But in most cases, the trained AI cannot not find the optimal solution, and the performance of the network decreased even further as the number of steps increased. The researchers found that the result of training the neural network was largely affected by the chosen set training examples as well as the initial parameters.

“For many problems, you don’t have a lot of choice in dataset; you get the data that you can collect, so if there is a problem with your dataset, you may have trouble training the neural network,” Springer says.

AI playing the Game of Life
A manually tuned AI can predict outcomes in the Game of Life with perfect accuracy (left). But in practice, when training the network from scratch, a much larger neural network to obtain equal results (right). (Credit: Jacob Springer, Garrett Kenyon)

The conclusion of this test, the researchers found that huge deep learning model might not be the most optimal architecture to address a problem, but it has a greater chance of finding a good solution.

But this requires a lot of resources.

Training one complex AI requires greater energy consumption and carbon emissions caused from the compute resources. What's more, it may not be feasible in domains where data is subject to ethical considerations and privacy laws.

On the other side of the equation, this test proves that there is likely to be a smaller deep learning model that can provide the same or better results, by finding the ideal distribution strategies across smaller datasets. But only if researchers can find it.

“Given the difficulty that we have found for small neural networks to learn the Game of Life, which can be expressed with relatively simple symbolic rules, I would expect that most sophisticated symbol manipulation would be even more difficult for neural networks to learn, and would require even larger neural networks,” Springer said.

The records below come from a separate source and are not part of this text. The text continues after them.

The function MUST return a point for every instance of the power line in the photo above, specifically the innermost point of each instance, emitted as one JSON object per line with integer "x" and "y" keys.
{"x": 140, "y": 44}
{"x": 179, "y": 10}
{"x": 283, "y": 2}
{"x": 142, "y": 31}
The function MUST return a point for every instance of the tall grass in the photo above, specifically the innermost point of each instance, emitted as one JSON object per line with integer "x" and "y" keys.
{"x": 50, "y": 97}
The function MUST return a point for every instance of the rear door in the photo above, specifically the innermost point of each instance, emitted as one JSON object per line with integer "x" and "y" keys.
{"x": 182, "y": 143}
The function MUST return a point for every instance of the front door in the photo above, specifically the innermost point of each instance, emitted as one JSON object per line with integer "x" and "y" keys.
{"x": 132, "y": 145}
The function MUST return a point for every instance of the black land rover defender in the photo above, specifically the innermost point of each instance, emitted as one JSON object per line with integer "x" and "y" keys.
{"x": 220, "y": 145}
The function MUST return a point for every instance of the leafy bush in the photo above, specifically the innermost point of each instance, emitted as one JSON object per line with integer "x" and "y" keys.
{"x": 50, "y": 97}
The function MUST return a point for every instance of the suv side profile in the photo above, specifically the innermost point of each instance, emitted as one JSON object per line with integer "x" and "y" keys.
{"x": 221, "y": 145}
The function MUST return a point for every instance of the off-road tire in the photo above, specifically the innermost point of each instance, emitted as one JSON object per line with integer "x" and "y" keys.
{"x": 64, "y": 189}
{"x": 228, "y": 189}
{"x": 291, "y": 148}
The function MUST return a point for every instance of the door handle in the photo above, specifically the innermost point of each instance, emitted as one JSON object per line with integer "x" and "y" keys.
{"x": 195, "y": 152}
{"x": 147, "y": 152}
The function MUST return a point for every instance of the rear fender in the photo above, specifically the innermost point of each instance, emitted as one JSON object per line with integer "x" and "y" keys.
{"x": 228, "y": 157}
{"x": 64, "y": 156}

“Our result does not necessarily suggest that neural networks cannot learn and execute symbolic rules to make decisions, however, it suggests that these types of systems may be very difficult to learn, especially as the complexity of the problem increases.”

“We hope that this paper will promote research into the limitations of neural networks so that we can better understand the flaws that necessitate overcomplete networks for learning. We hope that our result will drive development into better learning algorithms that do not face the drawbacks of gradient-based learning,” the authors of the paper write.

“I think the results certainly motivate research into improved search algorithms, or for methods to improve the efficiency of large networks,” Springer said.